Show HN: Py-spy – A new sampling profiler for Python programs (opens in new tab)

(github.com)

286 pointsbenfrederickson7y ago43 comments

43 comments

Many thanks for building and releasing this. It's ridiculously easy to install (especially in virtualenvs) and very powerful. When I push '3' or '4', I get informative, stable output.

Minor feature request: an explicit 'pause' button would make it easier to copy file paths from the output. Ctrl-S is a reasonable alternative, but it's a little hacky.

Also, it would be nice to somehow eliminate time spent in poll() from the results. I'm profiling a server process and 99.9% of the time is spent in a poll function. Perhaps there could be an option to disregard time spent in system calls rather than user code. Most of the time I'm interested in profiling only user code.

(Actually, I've been looking for a reason to play with Rust code. Maybe I'll try to add these features myself!)

benfredericksonOP7y ago

Thanks! Both of your suggestions totally make sense. I've created an issue to track the poll() issue here https://github.com/benfred/py-spy/issues/13 - I think that should be an easy fix.

toxik7y ago

I think a more robust solution might be to have counters for in-Python samples, outside-Python, and in-syscall.

gnufx7y ago

The adaptations of HPC-type performance tools to Python and called non-Python, specifically parallel, libraries might be of interest:

TAU: https://www.cs.uoregon.edu/research/tau/docs/newguide/ch03s0... Extrae/Paraver: https://www.researchgate.net/publication/317485375_Performan... llel_Python_Applications Score-p/Scalasca: http://score-p.org https://github.com/score-p/scorep_binding_python

maxmcd7y ago

The localhost talk for rbspy (the inspiration for this project) is awesome: https://www.recurse.com/events/localhost-julia-evans

Imagine it should also provide relevant insights into the structure of this tool

TTPrograms7y ago

This is really fantastic. I just managed to find a 3x speedup on a compute heavy job I run using Py-spy - there was an unneeded hotspot in a library I'm using that I didn't previously suspect. It would have taken a long time using kernprof to dig in through the call stack to find the issue.

jpeanuts7y ago

This is a really great tool - the kind I didn't even know that I needed until I was given it!
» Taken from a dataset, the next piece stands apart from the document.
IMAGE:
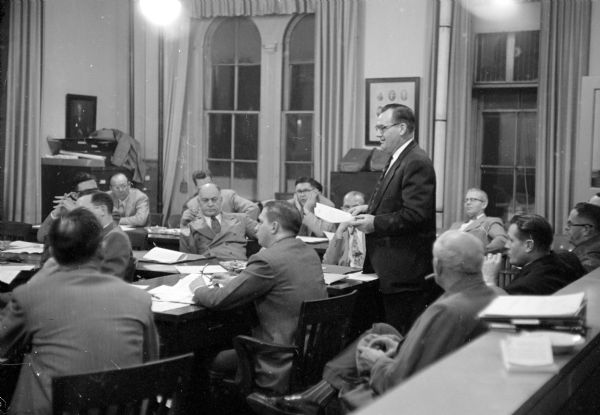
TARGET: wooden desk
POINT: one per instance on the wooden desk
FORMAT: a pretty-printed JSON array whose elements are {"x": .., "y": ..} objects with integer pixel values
[{"x": 473, "y": 379}]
One question, does anyone here know how to interpret the GIL (Global Interpreter Lock) percentage display in the top-left? In my code, "Active" sticks nicely at 100%, but the GIL jumps around from 1% to 100%, changing on every sample.

edit: Now that I think about it, my code spends a lot of time in C API calls - maybe the GIL is released there?

toxik7y ago

Wow, it tracks GIL contention? Major feature for me. I use a lot of Numba, and it releases the GIL if you want — so threading is actually useful.

lathiat7y ago

I've been enjoying pyflame from Uber - which the author quotes in their info

> The only other Python profiler that runs totally in a separate process is pyflame, which profiles remote python processes by using the ptrace system call. While pyflame is a great project, it doesn't support Python 3.7 yet and doesn't work on OSX or Windows.') > Py-spy works by directly reading the memory of the python program using the process_vm_readv system call on Linux, the vm_read call on OSX or the ReadProcessMemory call on Windows.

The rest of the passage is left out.